Support for Drupal 7 is ending on 5 January 2025—it’s time to migrate to Drupal 10! Learn about the many benefits of Drupal 10 and find migration tools in our resource center.K here it goes.
So we run RHEL 6 with selinux.
Drush omega-wizard does not respect acl or selinux context.
For instance here is the default omega context when using drush dl omega: unconfined_u:object_r:httpd_sys_content_t:s0
however when i run drush omega-wizard in sites/all/themes my new subtheme recieves this context: unconfined_u:object_r:user_tmp_t:s0
this makes it so the theme can't be found by httpd and drupal. it also spits out some nice errors:
Notice: Undefined index: d7_stuckeman in drupal_theme_initialize() (line 100 of /var/www/html/stuckeman.psu.edu/includes/theme.inc).
Notice: Trying to get property of non-object in _drupal_theme_initialize() (line 146 of /var/www/html/stuckeman.psu.edu/includes/theme.inc).
Notice: Trying to get property of non-object in _theme_load_registry() (line 335 of /var/www/html/stuckeman.psu.edu/includes/theme.inc).
Notice: Trying to get property of non-object in _theme_load_registry() (line 319 of /var/www/html/stuckeman.psu.edu/includes/theme.inc).
Notice: Trying to get property of non-object in _theme_build_registry() (line 713 of /var/www/html/stuckeman.psu.edu/includes/theme.inc).
Notice: Trying to get property of non-object in _theme_build_registry() (line 713 of /var/www/html/stuckeman.psu.edu/includes/theme.inc).
Notice: Trying to get property of non-object in _theme_build_registry() (line 713 of /var/www/html/stuckeman.psu.edu/includes/theme.inc).
Notice: Trying to get property of non-object in _theme_save_registry() (line 343 of /var/www/html/stuckeman.psu.edu/includes/theme.inc).

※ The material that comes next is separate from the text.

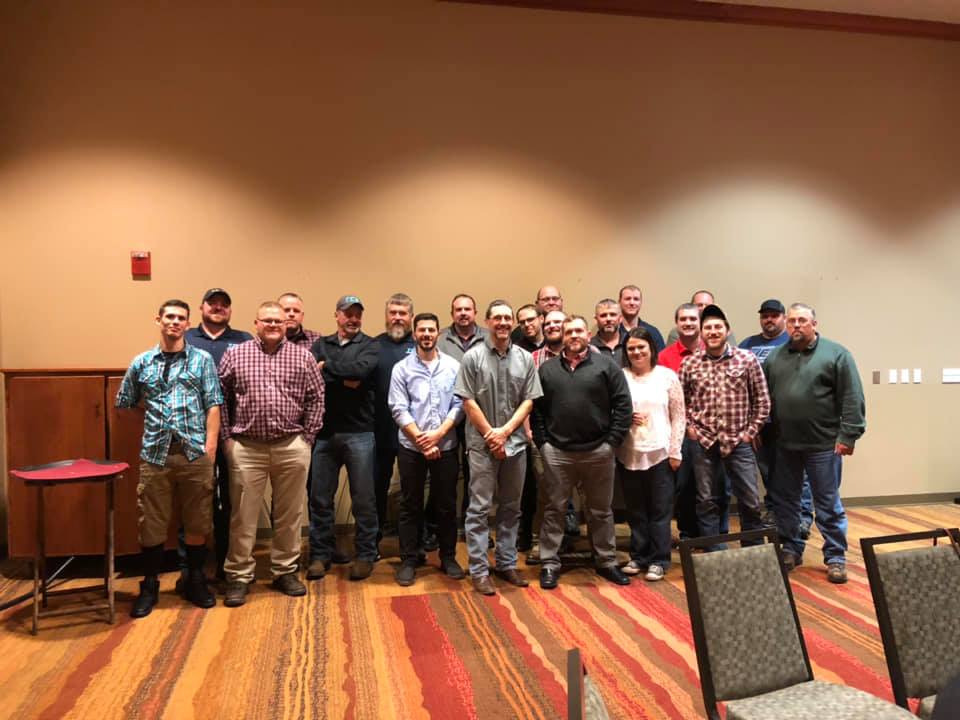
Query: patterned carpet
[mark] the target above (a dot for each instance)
(434, 650)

Notice: Undefined index: d7_stuckeman in theme_get_setting() (line 1431 of /var/www/html/stuckeman.psu.edu/includes/theme.inc).
Notice: Trying to get property of non-object in theme_get_setting() (line 1468 of /var/www/html/stuckeman.psu.edu/includes/theme.inc).

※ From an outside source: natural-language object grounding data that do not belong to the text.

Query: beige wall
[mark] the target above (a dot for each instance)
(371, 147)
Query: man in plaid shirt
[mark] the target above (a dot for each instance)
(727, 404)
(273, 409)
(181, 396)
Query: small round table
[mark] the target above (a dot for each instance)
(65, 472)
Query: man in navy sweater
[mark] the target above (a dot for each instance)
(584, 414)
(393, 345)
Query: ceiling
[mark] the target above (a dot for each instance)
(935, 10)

Notice: Trying to get property of non-object in theme_get_setting() (line 1478 of /var/www/html/stuckeman.psu.edu/includes/theme.inc).
but those are just because technically according to selinux this set of files doesn't exist.
the fix is to run the chcon command or the restorecon command... but this is probably not what you had in mind, right?
Do you have any desire to try to make drush omega-wizard respect SElinux and ACL contexts/permissions? or do I just need to restore the contexts each time i install a new subtheme?
If you need more info i will be happy to provide it and test possible solutions. I think this is a "bug" however, i know this doesn't affect people who aren't using enterprise systems with hardened Linux environments.
Comments
Comment #1
bradallenfisher CreditAttribution: bradallenfisher commentedhere is the command to get your theme directory back to default context if you don't have special perms set up.
chcon -R -t httpd_sys_content_t your_themnameComment #2
fubhy CreditAttribution: fubhy commentedHi. Interesting problem. All file system interactions happening during the sub-theme generating process run through Drush's API / Helper functions (e.g. drush_mkdir(), drush_move_dir(), etc.).
I just double-checked and can confirm that there is really no custom logic in Omega for writing or even touching files other than line 763 in omega.drush.inc which only touches files that already exist and were written by one of the Drush helper functions beforehand. So there is really nothing in there that creates files directly and would thereby potentially cause problems with file/directory properties.
As I do not currently have a SELinux stack running anywhere can you maybe try to dig a little deeper and find out what exactly is writing incorrectly attributed files? At this point my guess would be that it's Drush's fault, not Omega (because of the aforementioned reasons).
That's all the help I can give you atm. I am afraid :/
Comment #3
fubhy CreditAttribution: fubhy commentedOh! I know why it receives the tmp context... When generating a new subtheme we first put it in /tmp (or whatever you set as your tmp directory). Once finished with the generating process, we move the files into the destination provided during the wizard steps. Apparently, drush_move_dir() does not reapply the (new) context... @see line 214 in omega.drush.inc... Would you mind playing around with that a bit and directly placing the files in the final destination instead of the temp dir? Instead of creating the subtheme in the tmp dir we could also just clean up all files in case of a failure... Will get a bit more messy (code-wise) though.
Comment #4
bradallenfisher CreditAttribution: bradallenfisher commentedYes Sir... I saw that as well, if the problem is simply that it goes to /tmp first, then destination, I will try to work on a patch.